Theology’s a funny old subject isn’t it? I believe Isaac Newton wrote far more on theological issues than he ever wrote about mechanics. What theological issues did he write about? I’d have to look it up, for the fact is, those writings are of merely historical interest, and Newton would be a rightly forgotten figure today if that was all he wrote. Which raises the question of whether any theological work has ever had even a tiny fraction of the impact of the work of Galileo, Newton, Darwin or Einstein on our understanding of the world. There are, of course, thousands of Islamic, Judaic and Christian scholars wasting tonnes of ink today on such matters as ‘the grammar of God’ and ‘the nature of belief’. If all of that work was erased from the planet tomorrow, what difference would it make? You tell me – I would love to know. As a theologian yourself, you would find even this probing to be grossly offensive, for it suggests that you’ve wasted your life. No comment to that. As Dawkins points out early in The God Delusion, the subject of theology creates the illusion that there are people who are experts on the nature of god, and that in order to comment yourself, you should train rigorously in this area. Such an illusion is much-beloved of hierarchical, authoritarian organisations like the Catholic Church, for obvious reasons. It needs to be challenged and rejected as the self-serving sham that it is.

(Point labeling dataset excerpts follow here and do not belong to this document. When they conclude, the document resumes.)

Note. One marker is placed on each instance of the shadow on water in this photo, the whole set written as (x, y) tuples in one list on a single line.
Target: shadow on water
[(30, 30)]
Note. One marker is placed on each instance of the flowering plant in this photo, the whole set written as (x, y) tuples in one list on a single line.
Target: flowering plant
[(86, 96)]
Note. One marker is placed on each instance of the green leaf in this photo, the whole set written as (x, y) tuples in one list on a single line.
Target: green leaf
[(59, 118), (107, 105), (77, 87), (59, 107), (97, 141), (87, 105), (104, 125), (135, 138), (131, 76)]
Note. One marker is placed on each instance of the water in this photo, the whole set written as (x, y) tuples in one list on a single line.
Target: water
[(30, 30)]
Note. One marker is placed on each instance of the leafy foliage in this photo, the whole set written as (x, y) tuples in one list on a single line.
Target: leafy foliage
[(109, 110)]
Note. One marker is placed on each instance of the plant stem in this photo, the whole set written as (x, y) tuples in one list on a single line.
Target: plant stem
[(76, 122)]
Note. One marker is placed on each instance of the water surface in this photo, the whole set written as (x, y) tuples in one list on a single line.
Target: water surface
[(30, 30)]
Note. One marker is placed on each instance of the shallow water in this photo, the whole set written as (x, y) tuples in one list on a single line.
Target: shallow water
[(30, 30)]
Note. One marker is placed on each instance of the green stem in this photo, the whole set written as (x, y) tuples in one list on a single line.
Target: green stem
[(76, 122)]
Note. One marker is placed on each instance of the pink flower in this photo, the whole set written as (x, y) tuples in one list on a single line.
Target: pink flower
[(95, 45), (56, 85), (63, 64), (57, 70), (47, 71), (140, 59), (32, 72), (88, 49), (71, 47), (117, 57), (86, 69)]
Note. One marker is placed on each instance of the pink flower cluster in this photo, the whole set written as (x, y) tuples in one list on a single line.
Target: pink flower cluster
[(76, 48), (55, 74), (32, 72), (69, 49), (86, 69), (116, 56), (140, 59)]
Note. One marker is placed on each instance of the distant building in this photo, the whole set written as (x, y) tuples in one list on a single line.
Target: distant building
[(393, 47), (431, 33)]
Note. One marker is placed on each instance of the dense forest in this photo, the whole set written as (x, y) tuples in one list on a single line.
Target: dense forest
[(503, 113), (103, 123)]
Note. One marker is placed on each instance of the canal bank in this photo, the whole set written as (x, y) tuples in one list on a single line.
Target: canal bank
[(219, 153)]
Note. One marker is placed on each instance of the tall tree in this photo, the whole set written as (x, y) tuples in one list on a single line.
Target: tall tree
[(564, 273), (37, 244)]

You’ve mentioned Dawkins’ paradoxical belief in progress, and also his book’s lack of interest in ethics. I don’t see anything paradoxical about such a belief. We do make progress. A simple example. In the nineteenth century, in Britain and Europe, there were a number of quite commonplace beliefs. It was generally believed that white people were superior to black people, that men were superior to women, and that homosexual behaviour was a mixture of the criminal and the diseased. Of course, the Catholic Church still officially believes in the third of these, but it can be safely ignored. It also still believes in the inferiority of women, to all intents and purposes, but the majority of us have progressed beyond these false and damaging beliefs. How was this progress achieved? Generally in the teeth of established religion, through universal, secular education, through international travel and trade, and through a more scientific understanding of what human beings actually are. And these changed beliefs have quite massive ethical implications. The most ethical thing that we can do is learn about ourselves and our world. I have no doubt that Dawkins understands that, and as such, his book is in fact steeped in ethics. It is a highly ethical pursuit to seek to divest people of their delusions, and that is his whole purpose, and it’s the purpose of many of us, and we continue to grow in strength and numbers. Where does The God Delusion come from? It comes from a questing spirit, and a sense that enough is enough – it’s time to put away childish things , and to drive out the self-appointed ministers of gods, and expose their bogus expertise on eternal verities about submission and worship.

I’m sorry that I’ve not ended up as politely as I’ve started out, but I am indignant about this issue, and impatient to see the end of the claptrap that, unfortunately, you and your ilk represent. The truth is at stake.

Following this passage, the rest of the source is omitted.